Os Casarões da Minha
Vida
5. O quarteirão do
Casarão da São Jerônimo e meus inesquecíveis vizinhos
Poucos imóveis situados na Av. São Jerônimo, entre Rui Barbosa e
Benjamin Constant, na década de 1960, existem hoje. Deles destacam-se, no
quarteirão da nossa residência: o belo casarão da esquina com a Trav. Rui
Barbosa, onde hoje funciona o Instituto do Patrimônio Histórico e Artístico
Nacional – IPHAN e anteriormente foi sede do Centro Cultural Brasil Estados
Unidos – CCBEU, residência da família de Otávio Mendonça, e na minha primeira
recordação sede de um partido político. Situava-se à esquerda de nossa casa; do
lado oposto, à direita, a casa da família Abrãao e Alfonsita Antônio José,
donos da Farmácia Sul Americana, com duas unidades, uma na Santo Antônio e
outra no início da Treze de Maio, ambas no comércio, e que resistiram até à
formação dos novos grupos que passaram a dominar o comércio farmacêutico em
Belém; mais próximo da Benjamim, alguns imóveis resistem, entre eles, o da
família Homci e de Abílio Velho, então um dos donos da Importadora de
Ferragens, no bairro do Reduto. No quarteirão em frente destacam-se: na esquina
com Benjamin, outro belo casarão, antes residência do Comando da Aeronáutica, e
funcionando hoje e com prédio perfeitamente preservado, uma outra unidade do
IPHAN; ao seu lado, o pensionato da primeira foto, existente até hoje, em que
moravam moças vindas do interior para estudar em Belém, muitas das quais nossas
amigas. Merece destaque o poste de ferro que animava o romper do ano novo com
suas batidas com instrumentos também de ferro. Alguns dos prédios que
desapareceram, como se para apagar capítulos da memória da cidade, estavam
neste perímetro da São Jerônimo. O pensionato do Padre Raul, quase na esquina
da Rui Barbosa, abrigou estudantes que viriam a ter destaque na história
política e social de Belém. Entre eles: Januário Guedes, Pedro Rumiê, Felix
Oliveira e Pedro Portugal. Ao lado, outro pensionato, cujo prédio foi mais
tarde residência da família Gurjão e depois da família dos Farazinhos que
aprontaram e contaram muitas estórias. Mas o prédio mais emblemático para
história política da juventude universitária de nossa cidade foi o de número
509, da União Acadêmica Paraense – UAP, derrubado em 1969 para dar lugar, junto
com outros imóveis, a um investimento hoteleiro, o Hotel Regente. Segundo
Isidoro Alves, em seu texto para o livro “1964. Relatos subversivos: os
estudantes e o golpe militar no Pará”, depois da UAP este prédio abrigou a
residência de um Comando Militar. Ficava vizinho à casa da família Antônio
José, ao lado da casa de meus pais que passou a ter o número 543, quando da
mudança de nome da Avenida para Governador José Malcher. Não interessava manter
viva a memória do movimento civil estudantil e tal como a sede da União
Nacional dos Estudantes – UNE, foi destruída fisicamente. A foto da Folha do Norte de 01/04/1964,
retirada de um artigo, publicado on line, “Um olhar à cidade de Belém sob o
Golpe de 1964: paisagens e memórias de estudantes e artistas”, de Raquel Cunha e Flávio Leonel, de 2008, trás a
seguinte legenda: “Desde as primeiras horas de ontem, com a notícia de que o
Seminário Estudantil se reuniria na sede da UAP, ali estiveram, até à noite,
elementos da Polícia. Na foto vemos o delegado Eimar Pantoja, com seus
auxiliares, em frente à sede do órgão dos universitários.”

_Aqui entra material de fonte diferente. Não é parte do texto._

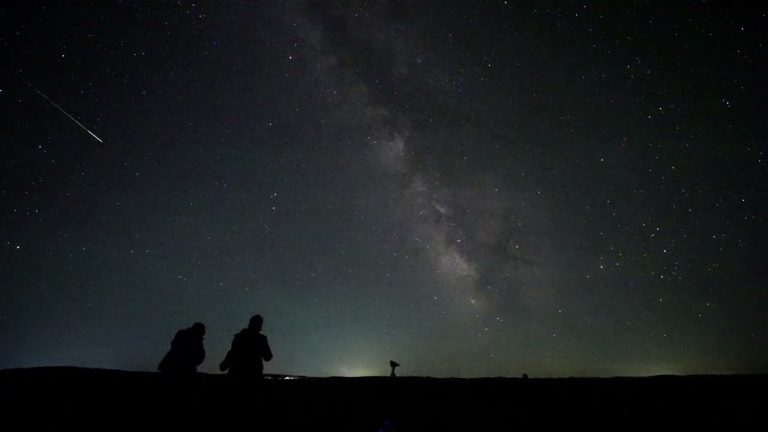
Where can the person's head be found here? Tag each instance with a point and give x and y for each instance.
(256, 322)
(198, 328)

Várias das cenas que se seguiram e que tão bem são descritas por vários
dos atores desta noite nos Relatos, assisti da janela de nossa casa. Como por
exemplo, a narrada por Pedro Galvão no capítulo “Vencidos Vencedores”:
“Vestidos de cuecas, sapatos e humilhação, eles procuravam manter a dignidade
ao caminhar pelo centro da avenida mal iluminada, sob o olhar perplexo dos
moradores nas janelas e da pequena multidão de estudantes e curiosos nas
calçadas, de um lado e outro da rua, a nossa São Jerônimo velha de guerra,
entre Ruy Barbosa e Benjamin Constant, justamente na quadra onde ficava a sede
da UAP ...” e a nossa casa.
Neta e filha de comerciante de classe média, não tinha, na época,
consciência política da importância e significado daquele momento. Só anos mais
tarde, com estudo e convivência com pessoas politicamente engajadas, fui
ampliando e clareando meu olhar e entendimento.